Reverend Samuel Marsden, Chaplain to New South Wales (1765-1838), was the driving force behind the establishment of Anglican mission stations in New Zealand in the early 19th century.
His work and that of his missionaries helped build a relationship of trust with Māori chiefs, paving the way for the acceptance of an official Crown presence in New Zealand.
In his diary, Marsden records on September 25 1819, the day he planted a vine in the rich grounds of the Stone Store, Kerikeri in the Bay of Islands. These pioneering vines were the very first to be planted into New Zealand soils and the recording of this moment is momentous to our industry.
The first recording in the historical accounts of wine in New Zealand is from James Busby in 1830s. Busby, the Crown’s Resident in New Zealand, lived in what is now called the Treaty House at the Treaty Grounds in Waitangi. Busby was the architect of the Treaty of Waitangi and is regarded as the first winemaker in New Zealand.

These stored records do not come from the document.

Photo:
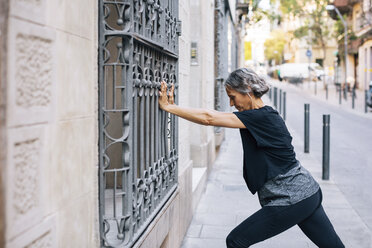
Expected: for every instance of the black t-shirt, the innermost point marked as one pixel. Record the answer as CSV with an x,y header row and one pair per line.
x,y
267,146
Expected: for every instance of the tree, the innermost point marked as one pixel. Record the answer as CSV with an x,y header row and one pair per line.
x,y
274,46
315,21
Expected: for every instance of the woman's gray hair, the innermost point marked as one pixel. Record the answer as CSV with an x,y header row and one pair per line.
x,y
245,80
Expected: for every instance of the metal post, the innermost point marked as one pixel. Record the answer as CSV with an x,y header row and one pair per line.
x,y
280,101
326,146
339,95
365,101
307,127
284,105
270,93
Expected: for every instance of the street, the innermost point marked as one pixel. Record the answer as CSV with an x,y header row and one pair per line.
x,y
226,201
351,142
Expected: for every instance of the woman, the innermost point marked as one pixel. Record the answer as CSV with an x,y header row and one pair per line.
x,y
287,192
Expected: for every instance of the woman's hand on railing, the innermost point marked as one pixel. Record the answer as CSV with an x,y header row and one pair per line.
x,y
164,99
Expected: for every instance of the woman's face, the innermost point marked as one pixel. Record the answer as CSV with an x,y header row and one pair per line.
x,y
240,101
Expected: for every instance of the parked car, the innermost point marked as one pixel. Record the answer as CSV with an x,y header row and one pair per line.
x,y
298,71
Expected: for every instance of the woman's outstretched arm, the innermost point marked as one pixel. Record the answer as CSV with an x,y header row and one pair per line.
x,y
199,116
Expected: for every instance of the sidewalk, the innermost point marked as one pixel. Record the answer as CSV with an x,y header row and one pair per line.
x,y
226,202
333,95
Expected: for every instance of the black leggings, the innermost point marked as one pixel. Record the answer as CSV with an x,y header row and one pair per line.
x,y
308,214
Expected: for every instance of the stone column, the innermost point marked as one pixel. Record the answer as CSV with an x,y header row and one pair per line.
x,y
3,34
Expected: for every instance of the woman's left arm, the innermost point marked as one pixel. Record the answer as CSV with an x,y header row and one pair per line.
x,y
199,116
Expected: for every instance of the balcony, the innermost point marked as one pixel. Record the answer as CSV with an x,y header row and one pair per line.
x,y
362,23
344,6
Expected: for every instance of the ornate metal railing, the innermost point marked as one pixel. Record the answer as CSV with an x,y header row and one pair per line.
x,y
138,48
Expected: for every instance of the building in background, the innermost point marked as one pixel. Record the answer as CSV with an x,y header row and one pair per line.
x,y
88,159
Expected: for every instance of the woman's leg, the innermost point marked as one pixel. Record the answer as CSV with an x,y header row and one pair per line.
x,y
319,229
270,221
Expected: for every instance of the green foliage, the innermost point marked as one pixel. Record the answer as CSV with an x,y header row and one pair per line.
x,y
301,32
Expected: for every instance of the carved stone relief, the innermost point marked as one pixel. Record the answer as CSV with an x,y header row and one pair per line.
x,y
26,154
25,181
33,71
33,10
44,241
43,235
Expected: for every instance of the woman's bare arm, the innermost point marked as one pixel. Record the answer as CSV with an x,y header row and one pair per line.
x,y
199,116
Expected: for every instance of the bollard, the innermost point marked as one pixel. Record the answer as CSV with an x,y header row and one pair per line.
x,y
270,91
284,105
365,101
339,95
345,91
280,101
326,146
307,127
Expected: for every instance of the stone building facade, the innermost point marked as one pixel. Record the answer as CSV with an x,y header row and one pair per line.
x,y
50,131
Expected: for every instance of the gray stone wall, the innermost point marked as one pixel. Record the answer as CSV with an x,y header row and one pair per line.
x,y
3,53
51,124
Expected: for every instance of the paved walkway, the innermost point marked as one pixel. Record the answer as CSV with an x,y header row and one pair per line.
x,y
226,202
333,95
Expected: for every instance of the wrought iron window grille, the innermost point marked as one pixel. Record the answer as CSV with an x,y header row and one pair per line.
x,y
138,142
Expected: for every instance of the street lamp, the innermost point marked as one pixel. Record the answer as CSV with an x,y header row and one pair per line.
x,y
330,8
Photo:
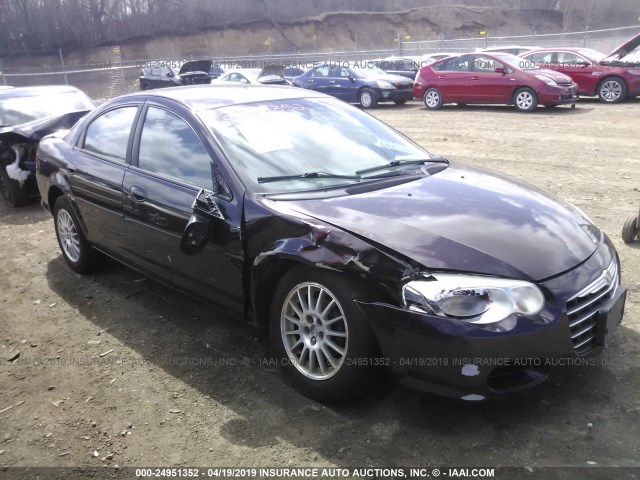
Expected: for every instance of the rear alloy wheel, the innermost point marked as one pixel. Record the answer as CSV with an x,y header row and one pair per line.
x,y
612,90
367,98
525,100
76,251
432,99
321,338
630,229
10,189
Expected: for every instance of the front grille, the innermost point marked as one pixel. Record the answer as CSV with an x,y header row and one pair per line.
x,y
583,309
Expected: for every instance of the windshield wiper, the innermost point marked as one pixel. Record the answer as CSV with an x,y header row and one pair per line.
x,y
402,163
307,175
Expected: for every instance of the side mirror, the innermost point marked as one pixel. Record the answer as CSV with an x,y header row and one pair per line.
x,y
196,235
204,225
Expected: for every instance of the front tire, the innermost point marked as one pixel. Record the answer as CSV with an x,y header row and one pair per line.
x,y
432,99
77,252
525,100
10,189
630,229
612,90
368,98
321,338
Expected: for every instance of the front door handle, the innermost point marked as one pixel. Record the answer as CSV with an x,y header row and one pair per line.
x,y
138,194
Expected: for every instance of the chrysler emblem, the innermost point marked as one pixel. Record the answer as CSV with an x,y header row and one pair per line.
x,y
608,276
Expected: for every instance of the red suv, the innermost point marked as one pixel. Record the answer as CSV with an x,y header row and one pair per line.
x,y
498,78
611,77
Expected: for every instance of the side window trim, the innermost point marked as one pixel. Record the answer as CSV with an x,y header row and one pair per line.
x,y
127,161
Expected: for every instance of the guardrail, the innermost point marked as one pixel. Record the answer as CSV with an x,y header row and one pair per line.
x,y
111,73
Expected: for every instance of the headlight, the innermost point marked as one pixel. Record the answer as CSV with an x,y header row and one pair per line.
x,y
547,80
385,85
472,299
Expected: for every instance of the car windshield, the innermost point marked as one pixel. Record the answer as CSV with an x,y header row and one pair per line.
x,y
18,110
370,71
592,54
301,136
517,62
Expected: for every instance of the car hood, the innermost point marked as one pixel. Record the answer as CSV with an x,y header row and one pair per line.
x,y
466,219
37,129
196,66
628,52
558,77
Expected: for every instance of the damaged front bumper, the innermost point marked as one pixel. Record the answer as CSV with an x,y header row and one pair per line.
x,y
459,360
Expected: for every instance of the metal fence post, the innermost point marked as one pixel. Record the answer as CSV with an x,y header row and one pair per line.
x,y
64,69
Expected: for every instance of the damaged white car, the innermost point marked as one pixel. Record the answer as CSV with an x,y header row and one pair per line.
x,y
27,114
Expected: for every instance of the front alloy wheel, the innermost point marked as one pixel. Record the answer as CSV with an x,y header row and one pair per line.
x,y
432,99
612,90
321,338
525,100
368,98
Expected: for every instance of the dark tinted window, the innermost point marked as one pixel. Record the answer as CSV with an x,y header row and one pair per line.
x,y
484,64
109,134
170,147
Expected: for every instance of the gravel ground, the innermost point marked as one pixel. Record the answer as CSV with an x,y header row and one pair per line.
x,y
115,369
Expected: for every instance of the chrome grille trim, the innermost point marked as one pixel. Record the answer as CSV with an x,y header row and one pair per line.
x,y
583,308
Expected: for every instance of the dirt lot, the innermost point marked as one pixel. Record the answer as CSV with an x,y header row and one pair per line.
x,y
103,359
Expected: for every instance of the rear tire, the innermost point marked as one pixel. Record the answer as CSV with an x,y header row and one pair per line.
x,y
630,229
10,189
77,252
368,98
321,338
525,100
432,99
612,90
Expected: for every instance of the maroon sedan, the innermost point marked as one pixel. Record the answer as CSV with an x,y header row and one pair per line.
x,y
496,78
611,77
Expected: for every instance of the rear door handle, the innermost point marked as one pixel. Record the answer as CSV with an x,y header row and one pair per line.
x,y
138,194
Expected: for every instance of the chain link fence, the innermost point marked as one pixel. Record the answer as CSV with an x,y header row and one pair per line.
x,y
107,72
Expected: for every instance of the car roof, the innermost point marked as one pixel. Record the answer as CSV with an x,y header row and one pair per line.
x,y
203,97
38,91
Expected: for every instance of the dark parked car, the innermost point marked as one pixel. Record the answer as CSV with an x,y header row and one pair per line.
x,y
496,78
611,77
366,86
26,115
354,248
165,74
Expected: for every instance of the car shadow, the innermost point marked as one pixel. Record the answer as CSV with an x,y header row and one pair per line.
x,y
227,361
507,109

In 1840, the first New Zealand wine review was written by a naval officer and explorer Jules Dumont d’Urville. When visiting, he was disappointed to find Busby not in residence, but tasted a wine made by Busby. Onboard his ship, Astrolabe, Dumont d'Urville wrote in his journal, "with great pleasure I agreed to taste the product of the vineyard that I had just seen. I was given a light white wine, very sparkling, and delicious to taste, which I enjoyed very much".
New Zealand Winegrowers celebrated with a ceremonial re-planting at the historic Stone Store, followed by an industry dinner on the Waitangi Treaty Grounds.